On 10.07.2012 17:31, Shaun Thomas wrote:
> On 07/09/2012 05:15 PM, Josh Berkus wrote:
>> So I'm unclear on why sync rep would be faster than async rep given
>> that they use exactly the same mechanism. Explain?
>
> Too many mental gymnastics. I get that async is "faster" than sync, but
> the inconsistent transactional state makes it *look* slower. If a
> customer makes an order, but just happens to check that order state on
> the secondary before it can catch up, that's a net loss. Like I said,
> that's fine for our DR system, or a reporting mirror, or any one of
> several use-case scenarios, but it's not good enough for a failover when
> better alternatives exist. In this case, better alternatives are
> anything that can guarantee transaction durability: DRBD / PG sync.
>
> PG sync mode does what I want in that regard, it just has no graceful
> failure state without relatively invasive intervention.
You are mistaken. PostgreSQL's synchronous replication does not
guarantee that the transaction is immediately replayed in the standby.
It only guarantees that it's been sync'd to disk in the standby, but if
there are open snapshots or the system is simply busy, it might takes
minutes or more until the effects of that transaction become visible.

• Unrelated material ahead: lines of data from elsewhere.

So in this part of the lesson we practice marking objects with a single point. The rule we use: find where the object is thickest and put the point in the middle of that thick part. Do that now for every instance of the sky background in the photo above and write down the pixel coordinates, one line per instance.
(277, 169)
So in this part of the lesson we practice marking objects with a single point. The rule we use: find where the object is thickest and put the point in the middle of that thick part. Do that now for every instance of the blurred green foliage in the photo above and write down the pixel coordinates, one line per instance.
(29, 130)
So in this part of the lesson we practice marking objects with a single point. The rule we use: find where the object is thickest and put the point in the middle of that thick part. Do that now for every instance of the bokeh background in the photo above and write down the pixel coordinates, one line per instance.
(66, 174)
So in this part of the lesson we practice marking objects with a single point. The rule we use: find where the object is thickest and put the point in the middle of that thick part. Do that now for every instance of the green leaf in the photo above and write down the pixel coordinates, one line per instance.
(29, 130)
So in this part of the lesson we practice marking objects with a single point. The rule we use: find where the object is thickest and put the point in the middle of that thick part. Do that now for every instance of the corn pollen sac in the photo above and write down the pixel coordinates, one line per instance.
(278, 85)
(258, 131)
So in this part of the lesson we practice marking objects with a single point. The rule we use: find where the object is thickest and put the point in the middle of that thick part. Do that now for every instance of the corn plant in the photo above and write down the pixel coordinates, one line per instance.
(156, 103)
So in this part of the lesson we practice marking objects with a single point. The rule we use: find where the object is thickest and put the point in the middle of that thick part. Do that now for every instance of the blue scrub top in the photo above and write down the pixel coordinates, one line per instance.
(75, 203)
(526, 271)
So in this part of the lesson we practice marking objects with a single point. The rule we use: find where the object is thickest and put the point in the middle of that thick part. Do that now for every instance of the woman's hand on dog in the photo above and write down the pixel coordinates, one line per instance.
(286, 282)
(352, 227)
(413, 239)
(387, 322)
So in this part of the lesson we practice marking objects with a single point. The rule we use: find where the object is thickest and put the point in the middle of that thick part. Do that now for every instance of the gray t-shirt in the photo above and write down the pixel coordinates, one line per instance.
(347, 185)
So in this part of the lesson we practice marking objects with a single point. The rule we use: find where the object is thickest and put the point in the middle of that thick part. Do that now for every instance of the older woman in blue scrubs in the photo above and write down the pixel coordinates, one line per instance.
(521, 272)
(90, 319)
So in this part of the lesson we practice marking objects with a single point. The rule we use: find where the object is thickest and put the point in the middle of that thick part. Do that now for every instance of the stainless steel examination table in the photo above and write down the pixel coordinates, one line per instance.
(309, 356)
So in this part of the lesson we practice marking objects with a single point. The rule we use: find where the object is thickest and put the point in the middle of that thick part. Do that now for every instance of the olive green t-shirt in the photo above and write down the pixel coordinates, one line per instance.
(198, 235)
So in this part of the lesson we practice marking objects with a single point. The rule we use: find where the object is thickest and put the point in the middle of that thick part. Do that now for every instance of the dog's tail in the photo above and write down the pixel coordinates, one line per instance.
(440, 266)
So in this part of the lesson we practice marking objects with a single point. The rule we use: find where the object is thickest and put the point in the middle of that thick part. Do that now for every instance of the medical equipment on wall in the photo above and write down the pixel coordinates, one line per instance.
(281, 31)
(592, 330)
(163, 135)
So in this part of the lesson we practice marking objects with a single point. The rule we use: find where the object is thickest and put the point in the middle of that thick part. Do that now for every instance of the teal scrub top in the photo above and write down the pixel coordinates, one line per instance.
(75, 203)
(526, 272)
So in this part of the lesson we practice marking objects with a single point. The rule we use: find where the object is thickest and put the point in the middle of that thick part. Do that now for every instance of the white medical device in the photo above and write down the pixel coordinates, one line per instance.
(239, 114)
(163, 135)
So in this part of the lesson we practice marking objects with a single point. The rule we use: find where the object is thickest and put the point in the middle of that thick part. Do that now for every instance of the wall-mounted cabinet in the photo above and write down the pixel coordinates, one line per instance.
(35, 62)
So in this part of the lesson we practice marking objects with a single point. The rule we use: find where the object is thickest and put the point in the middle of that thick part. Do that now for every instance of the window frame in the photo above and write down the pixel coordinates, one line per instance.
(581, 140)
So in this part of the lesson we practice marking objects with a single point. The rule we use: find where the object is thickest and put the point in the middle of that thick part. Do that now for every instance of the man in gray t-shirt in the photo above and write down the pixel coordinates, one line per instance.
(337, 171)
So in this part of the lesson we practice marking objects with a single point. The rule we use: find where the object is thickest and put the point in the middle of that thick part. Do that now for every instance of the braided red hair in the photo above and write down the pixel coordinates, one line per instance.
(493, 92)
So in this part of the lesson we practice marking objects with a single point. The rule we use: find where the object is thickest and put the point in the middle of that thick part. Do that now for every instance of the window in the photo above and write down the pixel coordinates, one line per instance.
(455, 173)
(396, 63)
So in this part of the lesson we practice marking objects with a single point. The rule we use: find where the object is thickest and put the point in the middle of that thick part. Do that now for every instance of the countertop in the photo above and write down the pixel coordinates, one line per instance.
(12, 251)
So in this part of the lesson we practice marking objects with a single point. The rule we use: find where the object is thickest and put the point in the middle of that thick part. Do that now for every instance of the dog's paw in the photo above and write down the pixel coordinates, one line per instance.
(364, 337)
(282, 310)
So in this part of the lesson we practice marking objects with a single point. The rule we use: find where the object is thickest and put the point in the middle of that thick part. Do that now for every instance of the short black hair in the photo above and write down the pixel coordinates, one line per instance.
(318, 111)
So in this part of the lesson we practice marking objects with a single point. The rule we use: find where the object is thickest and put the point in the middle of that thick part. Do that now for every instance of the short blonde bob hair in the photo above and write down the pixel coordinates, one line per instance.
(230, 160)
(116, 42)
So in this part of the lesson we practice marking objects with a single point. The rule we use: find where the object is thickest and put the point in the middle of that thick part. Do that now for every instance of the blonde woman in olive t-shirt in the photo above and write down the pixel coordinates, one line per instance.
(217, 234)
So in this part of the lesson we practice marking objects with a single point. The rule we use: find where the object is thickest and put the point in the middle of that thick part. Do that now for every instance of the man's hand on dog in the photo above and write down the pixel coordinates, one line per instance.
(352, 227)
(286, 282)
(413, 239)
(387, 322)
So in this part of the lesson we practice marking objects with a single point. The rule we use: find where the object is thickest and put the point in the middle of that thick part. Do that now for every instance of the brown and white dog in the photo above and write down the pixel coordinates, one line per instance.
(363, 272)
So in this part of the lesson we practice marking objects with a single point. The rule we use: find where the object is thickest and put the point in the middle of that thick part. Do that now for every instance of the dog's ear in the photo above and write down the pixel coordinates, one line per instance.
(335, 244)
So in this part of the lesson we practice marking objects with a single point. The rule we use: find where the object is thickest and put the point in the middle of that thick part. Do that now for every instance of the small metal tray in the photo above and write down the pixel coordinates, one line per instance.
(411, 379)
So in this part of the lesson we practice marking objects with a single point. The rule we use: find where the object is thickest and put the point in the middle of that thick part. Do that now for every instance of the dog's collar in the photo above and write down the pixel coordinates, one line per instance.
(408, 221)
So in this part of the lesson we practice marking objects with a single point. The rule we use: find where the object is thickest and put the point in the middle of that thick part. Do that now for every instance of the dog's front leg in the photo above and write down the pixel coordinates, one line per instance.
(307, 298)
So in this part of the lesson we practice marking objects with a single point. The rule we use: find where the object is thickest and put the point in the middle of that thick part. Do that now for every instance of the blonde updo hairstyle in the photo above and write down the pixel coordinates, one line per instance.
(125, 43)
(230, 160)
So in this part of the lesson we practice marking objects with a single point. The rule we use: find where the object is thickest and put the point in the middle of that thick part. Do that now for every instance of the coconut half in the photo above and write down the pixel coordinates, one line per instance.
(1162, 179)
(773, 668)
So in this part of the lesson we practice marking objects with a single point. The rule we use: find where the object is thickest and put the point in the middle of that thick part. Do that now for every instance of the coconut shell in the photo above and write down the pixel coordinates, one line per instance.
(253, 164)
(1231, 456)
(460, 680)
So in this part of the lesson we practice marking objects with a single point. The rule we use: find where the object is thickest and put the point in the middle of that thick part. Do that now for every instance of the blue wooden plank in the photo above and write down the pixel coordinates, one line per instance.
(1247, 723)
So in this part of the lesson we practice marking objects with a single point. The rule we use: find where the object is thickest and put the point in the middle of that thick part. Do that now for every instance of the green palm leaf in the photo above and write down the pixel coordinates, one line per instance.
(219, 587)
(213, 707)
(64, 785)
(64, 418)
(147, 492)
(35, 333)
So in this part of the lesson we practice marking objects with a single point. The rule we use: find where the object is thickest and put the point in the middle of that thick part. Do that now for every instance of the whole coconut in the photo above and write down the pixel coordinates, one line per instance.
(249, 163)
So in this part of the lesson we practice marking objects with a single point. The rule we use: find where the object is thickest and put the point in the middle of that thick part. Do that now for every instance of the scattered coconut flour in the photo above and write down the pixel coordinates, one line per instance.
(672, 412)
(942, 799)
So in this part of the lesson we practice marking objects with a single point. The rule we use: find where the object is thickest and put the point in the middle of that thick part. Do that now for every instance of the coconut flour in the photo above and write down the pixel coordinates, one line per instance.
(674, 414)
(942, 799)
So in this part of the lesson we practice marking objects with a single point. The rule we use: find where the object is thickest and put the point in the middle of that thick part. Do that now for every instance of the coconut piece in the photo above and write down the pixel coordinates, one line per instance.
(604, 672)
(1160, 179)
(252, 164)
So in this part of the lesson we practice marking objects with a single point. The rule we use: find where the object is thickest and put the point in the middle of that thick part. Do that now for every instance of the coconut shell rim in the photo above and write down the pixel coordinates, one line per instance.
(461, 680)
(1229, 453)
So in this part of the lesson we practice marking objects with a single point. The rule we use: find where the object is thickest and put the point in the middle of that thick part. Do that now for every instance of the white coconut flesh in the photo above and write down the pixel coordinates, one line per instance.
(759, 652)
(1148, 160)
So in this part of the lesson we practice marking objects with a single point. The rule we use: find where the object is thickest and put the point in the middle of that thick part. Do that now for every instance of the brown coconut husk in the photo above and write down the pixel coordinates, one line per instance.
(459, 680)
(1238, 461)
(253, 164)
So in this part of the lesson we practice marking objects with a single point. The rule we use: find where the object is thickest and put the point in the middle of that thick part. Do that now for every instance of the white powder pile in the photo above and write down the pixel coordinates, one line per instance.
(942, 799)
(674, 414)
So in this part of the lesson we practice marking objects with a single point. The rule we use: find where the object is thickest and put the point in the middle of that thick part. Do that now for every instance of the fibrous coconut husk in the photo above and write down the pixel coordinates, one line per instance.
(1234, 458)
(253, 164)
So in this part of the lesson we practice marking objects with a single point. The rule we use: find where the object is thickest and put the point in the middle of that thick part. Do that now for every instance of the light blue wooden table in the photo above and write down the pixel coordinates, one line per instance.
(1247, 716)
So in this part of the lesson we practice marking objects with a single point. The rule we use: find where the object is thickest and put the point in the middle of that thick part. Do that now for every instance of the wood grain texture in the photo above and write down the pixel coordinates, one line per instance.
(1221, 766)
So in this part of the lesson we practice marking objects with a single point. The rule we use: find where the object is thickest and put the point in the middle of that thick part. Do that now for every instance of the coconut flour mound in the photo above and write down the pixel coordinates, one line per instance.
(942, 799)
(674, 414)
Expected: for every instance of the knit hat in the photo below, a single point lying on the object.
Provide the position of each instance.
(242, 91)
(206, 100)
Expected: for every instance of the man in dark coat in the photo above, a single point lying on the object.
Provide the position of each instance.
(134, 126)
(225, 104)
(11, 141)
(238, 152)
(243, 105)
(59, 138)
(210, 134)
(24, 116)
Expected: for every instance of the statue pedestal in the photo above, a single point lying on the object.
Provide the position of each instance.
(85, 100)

I agree that such a mode would be highly useful, where a transaction is
not acknowledged to the client as committed until it's been replicated
*and* replayed in the standby. And in that mode, a timeout after which
the master just goes ahead without the standby would be useful. You
could then configure your middleware and/or standby to not use the
standby server for queries after that timeout.